En las calles de Ardua, la noche cerrada amenazaba con interrumpir la interminable procesión de mercaderes y viajeros, que agotados, intentaban hallar refugio antes de que todas las tabernas y posadas quedaran repletas. El festival del solsticio acababa de terminar, y los innumerables visitantes provenientes de la capital de Retvania, se detenían en los pueblos cercanos para descansar, antes de retomar el viaje a sus respectivas provincias. Ardua era una ciudad portuaria venida a menos, pero con una historia bastante pintoresca. Era la antigua capital del Imperio, y, como todas las antiguas capitales del mundo, escondía más de uno que otro secreto, entre ellos, ruinas y edificios abandonados.

Rennan dejó atrás el callejón de la bulliciosa posada, arrebujándose en la capa para protegerse del frío aire que presagiaba un invierno adelantado. La nieve comenzó a caer suavemente, y la hechicera se alegró de haber traído sus botas de invierno. Preparación. Ante todo, siempre contar con lo justo y necesario. Pensó en el hombre que había matado. "¿Qué demonios me pasa?" Ella sabía que jamás podría amar a otro hombre, igual que lo amó a él. Esa era la única certeza de toda su vida. La única constante en su caótico despertar al mundo de lo oculto. El latido de un recuerdo, de un pasado que se había esfumado, como el rocío de la mañana, evaporándose con el sol. La niña que había sido, la joven que se había perdido, y la mujer que era hoy, Rennan, "La Tejehechizos". Todas habitaban el mismo cuerpo, la misma existencia, inexorablemente ligada a la pérdida, el sufrimiento, y el deseo. El deseo ferviente de cambiar el pasado. Y ahora, podía hacerlo, luego de quince años de búsqueda, el amuleto estaba finalmente al alcance de sus manos.

"Solo un poco más" - pensó - "Solo un poco más... y será mío"

La magia tiene un costo, y Rennan lo sabía de antemano. Por eso, cuando comenzó a sentir la necesidad de poder, y sucumbió a la tentación de la Magia Oscura, grande fue su sorpresa al descubrir que otros solían pagar el precio antes que ella. "Caw, caw, caw" - un cuervo chilló sobre el alero de una casa, y Rennan se sobresaltó. El ave de mal agüero la observaba atentamente, presagiando tal vez, la carnicería que estaba por llegar. Mientras caminaba hacia el puerto, el eco de sus pisadas era acompañado por el aleteo de los carroñeros; ellos siempre sabían cuándo y dónde la muerte acechaba. Sus compañeros de todos los días. Rennan sonrió "No por mucho...ya no más". Tanteó la empuñadura de la espada de Jaggar, era una buena espada, indigna de un bandido, seguramente había sido robada a un noble o capitán de un barco. Pero eso no importaba. Nada más importaba ya.
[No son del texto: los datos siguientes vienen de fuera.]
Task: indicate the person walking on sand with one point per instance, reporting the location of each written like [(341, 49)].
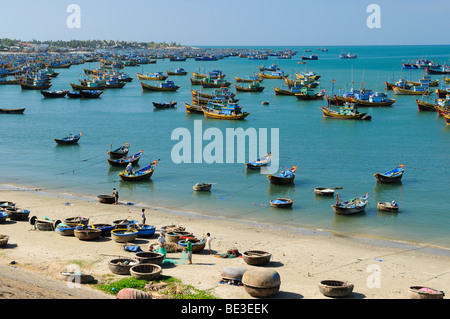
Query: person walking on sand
[(208, 242), (143, 216), (188, 249), (116, 196)]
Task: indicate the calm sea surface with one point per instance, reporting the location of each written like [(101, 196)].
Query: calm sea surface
[(329, 153)]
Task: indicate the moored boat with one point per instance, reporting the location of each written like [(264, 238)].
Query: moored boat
[(392, 176), (285, 177), (352, 206)]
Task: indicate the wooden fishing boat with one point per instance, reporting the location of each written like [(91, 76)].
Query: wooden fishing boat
[(124, 235), (415, 90), (163, 86), (251, 79), (253, 87), (202, 187), (224, 112), (90, 94), (37, 86), (352, 206), (139, 175), (285, 177), (157, 76), (119, 152), (55, 94), (124, 161), (393, 176), (323, 191), (281, 202), (12, 111), (425, 106), (348, 111), (17, 214), (87, 233), (308, 94), (388, 206), (260, 162), (71, 139), (164, 105), (89, 86), (193, 108)]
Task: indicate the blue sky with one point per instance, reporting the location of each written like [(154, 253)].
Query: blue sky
[(231, 22)]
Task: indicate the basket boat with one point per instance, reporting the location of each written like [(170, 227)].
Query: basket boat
[(150, 258), (335, 288), (256, 257), (87, 233), (421, 292), (146, 271), (4, 240), (123, 235), (197, 244), (121, 266)]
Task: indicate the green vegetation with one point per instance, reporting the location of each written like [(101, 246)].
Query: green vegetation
[(167, 286)]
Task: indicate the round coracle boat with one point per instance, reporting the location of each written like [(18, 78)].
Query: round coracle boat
[(124, 235), (121, 266), (256, 257), (146, 271), (150, 258), (335, 288), (261, 282)]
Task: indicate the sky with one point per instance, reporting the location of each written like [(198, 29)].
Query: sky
[(231, 22)]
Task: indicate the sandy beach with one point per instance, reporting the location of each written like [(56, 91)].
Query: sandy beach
[(378, 269)]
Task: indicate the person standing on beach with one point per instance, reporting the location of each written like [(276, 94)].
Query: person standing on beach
[(143, 216), (116, 196), (208, 242)]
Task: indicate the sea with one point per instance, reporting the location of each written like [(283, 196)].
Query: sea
[(328, 153)]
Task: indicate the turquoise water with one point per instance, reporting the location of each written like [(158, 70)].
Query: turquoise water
[(330, 153)]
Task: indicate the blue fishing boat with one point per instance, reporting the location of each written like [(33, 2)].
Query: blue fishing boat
[(392, 176)]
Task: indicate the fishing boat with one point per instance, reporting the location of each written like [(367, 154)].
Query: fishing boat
[(252, 87), (281, 202), (124, 161), (279, 74), (352, 206), (388, 206), (425, 106), (285, 177), (393, 176), (56, 94), (71, 139), (12, 111), (193, 108), (90, 94), (164, 105), (120, 151), (224, 111), (157, 76), (260, 162), (308, 94), (166, 86), (250, 79), (202, 187), (178, 71), (139, 175), (214, 83), (348, 111), (415, 90)]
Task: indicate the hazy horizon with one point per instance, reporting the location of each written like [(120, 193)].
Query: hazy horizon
[(231, 23)]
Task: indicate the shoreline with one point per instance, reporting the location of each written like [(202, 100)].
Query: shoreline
[(302, 259), (436, 249)]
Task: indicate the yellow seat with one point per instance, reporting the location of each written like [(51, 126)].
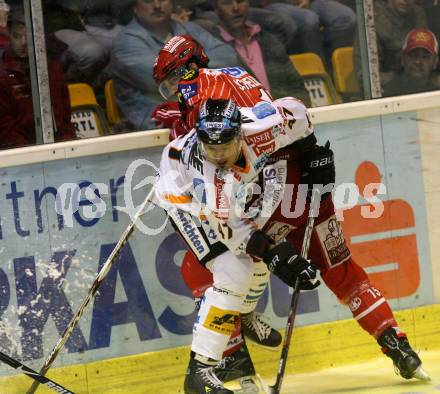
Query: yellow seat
[(316, 80), (343, 72), (87, 115), (111, 106)]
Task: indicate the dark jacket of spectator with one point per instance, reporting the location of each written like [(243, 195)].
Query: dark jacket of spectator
[(391, 29), (17, 126)]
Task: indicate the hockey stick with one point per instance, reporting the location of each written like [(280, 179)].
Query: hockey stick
[(276, 388), (34, 374), (97, 282)]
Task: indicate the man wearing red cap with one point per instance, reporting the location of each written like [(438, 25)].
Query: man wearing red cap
[(419, 62)]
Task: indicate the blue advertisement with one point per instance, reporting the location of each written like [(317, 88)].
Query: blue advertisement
[(51, 250)]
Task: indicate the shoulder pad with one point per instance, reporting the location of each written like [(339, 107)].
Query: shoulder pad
[(190, 74)]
Una procesión de mercaderes transportando sus bienes y quejándose de la falta de posadas apareció al doblar en una esquina. Rennan cerró su capa y se escondió entre las sombras. Sus ojos ambarinos refulgieron en la penumbra, inquietos. Los hombres siguieron su camino sin detenerse, y la hechicera sonrió ante su acceso de paranoia. "Nada puede detenerme ahora...! ¡Nada! "Los cuervos revoloteaban inquietos, se acercaba la hora. En algún lugar, sonaba una campanada. La medianoche había llegado; la luna escondida entre las nubes, se esforzaba por liberarse, lanzando intermitentes rayos de pálida luz, que se reflejaban en el agua del puerto. Un vigía nocturno silbaba despreocupado sobre el carajo de una fragata, mirando hacia la boca de la bahía, ignorando a la hechicera que descendía por las tabladas del muelle, y saltaba hacia el malecón.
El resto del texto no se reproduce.